Les Buzzcocks prolongent la magie du tubesque Fast cars en
assaisonnant leur punk-rock de mélodies incontournables (Ever
fallen in love). Au contraire, Crass joue la carte d'une radicalité
extrême. Mais au-delà du discours politique indigeste,
les pillonnements incessants du méconnu The feeding of the
5000 ont finalement eu raison de ma résistance. Le titre
Shaved women, daté de 1979, est une sorte de
versant intérieur de cette violence. On est bien loin de cette
radicalité avec les Undertones, qui cotoient les sommets du
punk-rock et de la pop la plus directe le temps d'un Teenage
kicks entêtant. Mais les années 78-79 ne peuvent
se limiter à cette mouvance punk. Profitant de ce climat d'effervescence,
de nombreux groupes s'épanouissent dans l'ombre de hurlements
de plus en plus éraillés. En 1978, Devo signe un album
inventif et ludique (Q: Are we not men R: We are Devo) dont
est tiré le classique Mongoloid. Les Stranglers
ne parviendront jamais à retrouver l'équilibre subtil
de The raven et de titres comme Baroque bordello.

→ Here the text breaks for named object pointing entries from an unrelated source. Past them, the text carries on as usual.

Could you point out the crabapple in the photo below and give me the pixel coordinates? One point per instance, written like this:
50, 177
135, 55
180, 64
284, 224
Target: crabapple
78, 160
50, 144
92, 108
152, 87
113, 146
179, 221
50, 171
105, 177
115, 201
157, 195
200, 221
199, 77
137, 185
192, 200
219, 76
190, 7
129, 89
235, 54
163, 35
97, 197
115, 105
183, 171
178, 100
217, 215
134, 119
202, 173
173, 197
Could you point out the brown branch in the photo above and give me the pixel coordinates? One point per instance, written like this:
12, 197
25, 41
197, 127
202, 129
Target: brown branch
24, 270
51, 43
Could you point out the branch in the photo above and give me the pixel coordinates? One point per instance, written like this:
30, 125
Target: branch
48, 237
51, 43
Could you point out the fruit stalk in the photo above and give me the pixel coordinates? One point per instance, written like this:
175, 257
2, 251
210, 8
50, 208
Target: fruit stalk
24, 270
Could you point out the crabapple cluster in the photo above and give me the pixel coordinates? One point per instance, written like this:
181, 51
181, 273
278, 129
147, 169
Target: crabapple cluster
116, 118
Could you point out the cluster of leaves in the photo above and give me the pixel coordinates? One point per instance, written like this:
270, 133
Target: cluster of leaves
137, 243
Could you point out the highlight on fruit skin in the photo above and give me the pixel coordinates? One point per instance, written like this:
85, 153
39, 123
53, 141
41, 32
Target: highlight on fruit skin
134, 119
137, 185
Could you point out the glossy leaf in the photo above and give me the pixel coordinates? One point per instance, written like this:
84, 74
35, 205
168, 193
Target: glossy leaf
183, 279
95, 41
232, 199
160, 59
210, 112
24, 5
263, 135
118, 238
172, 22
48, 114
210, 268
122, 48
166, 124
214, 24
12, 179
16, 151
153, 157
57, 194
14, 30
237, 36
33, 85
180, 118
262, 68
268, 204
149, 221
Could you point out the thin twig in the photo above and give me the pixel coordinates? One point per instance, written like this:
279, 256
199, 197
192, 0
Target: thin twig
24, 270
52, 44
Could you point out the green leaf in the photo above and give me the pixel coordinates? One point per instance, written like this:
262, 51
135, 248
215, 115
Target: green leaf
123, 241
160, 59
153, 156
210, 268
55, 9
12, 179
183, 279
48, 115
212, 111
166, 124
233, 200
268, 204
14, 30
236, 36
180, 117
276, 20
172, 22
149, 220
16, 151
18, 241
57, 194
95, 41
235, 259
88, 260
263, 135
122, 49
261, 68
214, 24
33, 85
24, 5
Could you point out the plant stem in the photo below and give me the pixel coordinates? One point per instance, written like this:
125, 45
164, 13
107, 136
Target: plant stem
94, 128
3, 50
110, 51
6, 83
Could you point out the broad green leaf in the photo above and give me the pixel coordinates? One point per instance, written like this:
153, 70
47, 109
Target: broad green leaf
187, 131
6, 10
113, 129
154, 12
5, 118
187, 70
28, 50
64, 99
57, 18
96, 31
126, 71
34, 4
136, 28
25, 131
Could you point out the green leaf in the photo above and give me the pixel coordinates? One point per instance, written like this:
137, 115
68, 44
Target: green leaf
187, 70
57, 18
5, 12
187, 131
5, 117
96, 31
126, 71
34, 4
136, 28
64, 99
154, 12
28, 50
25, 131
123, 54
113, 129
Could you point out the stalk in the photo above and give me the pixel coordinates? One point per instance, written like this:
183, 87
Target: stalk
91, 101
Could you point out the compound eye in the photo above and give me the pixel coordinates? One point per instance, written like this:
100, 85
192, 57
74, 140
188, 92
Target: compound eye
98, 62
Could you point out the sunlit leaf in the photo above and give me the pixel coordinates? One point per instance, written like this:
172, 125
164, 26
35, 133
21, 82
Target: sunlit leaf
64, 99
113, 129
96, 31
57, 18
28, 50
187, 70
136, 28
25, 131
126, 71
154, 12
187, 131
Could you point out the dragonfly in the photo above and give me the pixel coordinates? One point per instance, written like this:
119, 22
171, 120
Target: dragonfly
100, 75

Les Clash poursuivent leur construction essentielle (London
calling), tandis que Wire, dans la lignée des Buzzcocks,
s'éloignent du survitaminé 1,2,X U de leurs débuts
avec le toujours secret 154, dont est extrait On returning.
En 1979 trois autres tubes post-punk envahissent les platines :
Planet claire des B-52's, Human fly des Cramps
et le magnifique Part time punks syncopé des
Television personalities.
L'année 1980
marque un autre tournant avec la naissance de deux chefs d'oeuvre
absolus estampillés hâtivement cold-wave : le Closer
de Joy Division et le Seventeen seconds des Cure. La meilleure
chanson des Cure restera sans doute la sombre et angoissante A
forest, tandis que la voix de Ian Curtis atteint des sommets
d'émotion sur The eternal. Egérie de cette
new-wave profonde, Siouxsie sort avec ses fidèles Banshees
son meilleur album avec Kaleidoscope (Trophy). Plus
proche de groupes électroniques allemands, Killing Joke sort
un premier album éponyme qui allie la new-wave la plus sombre
et des rythmes proches des rythmes industriels (The wait).

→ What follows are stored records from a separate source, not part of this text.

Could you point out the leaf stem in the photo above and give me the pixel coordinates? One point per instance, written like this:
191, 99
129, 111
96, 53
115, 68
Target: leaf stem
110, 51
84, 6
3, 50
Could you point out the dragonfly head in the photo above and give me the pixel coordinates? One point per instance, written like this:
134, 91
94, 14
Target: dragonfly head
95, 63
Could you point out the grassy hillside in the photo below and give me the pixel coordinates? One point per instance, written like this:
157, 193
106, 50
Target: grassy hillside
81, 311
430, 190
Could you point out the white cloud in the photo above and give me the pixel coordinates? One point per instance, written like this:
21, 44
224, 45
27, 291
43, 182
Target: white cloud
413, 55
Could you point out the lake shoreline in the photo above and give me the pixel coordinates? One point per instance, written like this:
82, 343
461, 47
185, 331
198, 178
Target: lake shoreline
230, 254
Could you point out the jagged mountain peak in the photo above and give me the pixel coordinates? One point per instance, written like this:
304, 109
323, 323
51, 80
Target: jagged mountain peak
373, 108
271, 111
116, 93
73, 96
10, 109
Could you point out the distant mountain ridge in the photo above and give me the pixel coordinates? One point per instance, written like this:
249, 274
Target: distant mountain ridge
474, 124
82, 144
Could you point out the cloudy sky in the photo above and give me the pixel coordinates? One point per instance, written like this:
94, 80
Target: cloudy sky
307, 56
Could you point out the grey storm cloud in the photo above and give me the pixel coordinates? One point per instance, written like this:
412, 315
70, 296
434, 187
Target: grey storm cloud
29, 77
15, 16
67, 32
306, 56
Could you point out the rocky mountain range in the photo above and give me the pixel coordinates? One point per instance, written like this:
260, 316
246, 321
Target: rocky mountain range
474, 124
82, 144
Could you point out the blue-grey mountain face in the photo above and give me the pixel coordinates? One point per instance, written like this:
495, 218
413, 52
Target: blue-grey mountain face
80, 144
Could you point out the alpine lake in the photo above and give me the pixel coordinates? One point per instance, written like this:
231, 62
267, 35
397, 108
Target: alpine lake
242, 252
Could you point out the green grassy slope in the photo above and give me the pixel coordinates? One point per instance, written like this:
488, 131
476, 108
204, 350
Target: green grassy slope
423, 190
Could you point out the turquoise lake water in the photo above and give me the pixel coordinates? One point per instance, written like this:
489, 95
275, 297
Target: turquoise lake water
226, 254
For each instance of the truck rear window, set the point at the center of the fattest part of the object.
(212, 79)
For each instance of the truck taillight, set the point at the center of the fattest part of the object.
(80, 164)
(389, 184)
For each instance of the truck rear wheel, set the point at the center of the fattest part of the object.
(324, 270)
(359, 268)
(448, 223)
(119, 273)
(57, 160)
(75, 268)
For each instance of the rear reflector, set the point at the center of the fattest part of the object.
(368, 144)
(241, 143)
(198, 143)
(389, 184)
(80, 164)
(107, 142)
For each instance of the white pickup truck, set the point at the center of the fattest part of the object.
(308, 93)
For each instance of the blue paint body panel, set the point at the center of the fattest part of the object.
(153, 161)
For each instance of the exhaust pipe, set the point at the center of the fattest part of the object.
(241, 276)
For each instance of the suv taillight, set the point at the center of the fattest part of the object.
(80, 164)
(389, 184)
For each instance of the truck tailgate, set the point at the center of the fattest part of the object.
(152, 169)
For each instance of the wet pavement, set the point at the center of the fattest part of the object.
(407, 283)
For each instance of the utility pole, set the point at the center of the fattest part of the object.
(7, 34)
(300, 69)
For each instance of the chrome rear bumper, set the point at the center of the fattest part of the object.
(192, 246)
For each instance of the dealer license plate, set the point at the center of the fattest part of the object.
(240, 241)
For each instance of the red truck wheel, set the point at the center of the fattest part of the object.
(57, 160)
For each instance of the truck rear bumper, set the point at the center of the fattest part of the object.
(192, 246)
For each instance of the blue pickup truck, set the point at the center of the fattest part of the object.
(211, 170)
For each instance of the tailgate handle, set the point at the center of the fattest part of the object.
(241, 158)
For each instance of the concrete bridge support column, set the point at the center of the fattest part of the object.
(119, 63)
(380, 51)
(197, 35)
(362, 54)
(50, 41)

Mais cette noirceur deviendra de plus en plus factice, tournée
en ridicule par la plupart des groupes de rock gothique tout au long
des années 80. Certains parviennent néanmoins à
sortir du lot, comme les Cocteau Twins avec Blind dumb deaf
ou Bauhaus avec une série de singles entre 1981 et 1983, dont
Passion of lovers. D'autres usent et abusent des claviers électroniques
pour nous entraîner dans des danses endiablées, comme
la danse dite de la mobylette qui consiste à faire semblant
de démarrer sa meule en poussant le pied vers le sol de manière
répétitive tandis que les bras forment de petits tourniquets,
tout cela en tournant sur soi-même et en hurlant Bob Morane
contre tous les chacals. Mais derrière ce vernis eighties se
cachent quelques instants de plaisir à l'état pur, comme
dans les premiers tubes de New Order ou le remuant Another word
(1982) de Talk Talk.
Mais le début
des années 80 ne se limite pas à cette invasion new-wave
avec cheveux hirsutes, hurlements d'outre-tombe et peinture noire
sous les yeux. La pop-musique se débarrasse peu à peu
des tonalités punk pour retrouver une innocence faussement
juvénile depuis l'inaltérable Karen des Go-Betweens
en 1978. Citons par exemple l'insolente innovation des Feelies avec
Loveless love (1980), la douce pop du One by
one des Comateens ou encore les envolées pop-folk du
magnifique Turning Class (1982) du Monochrome Set.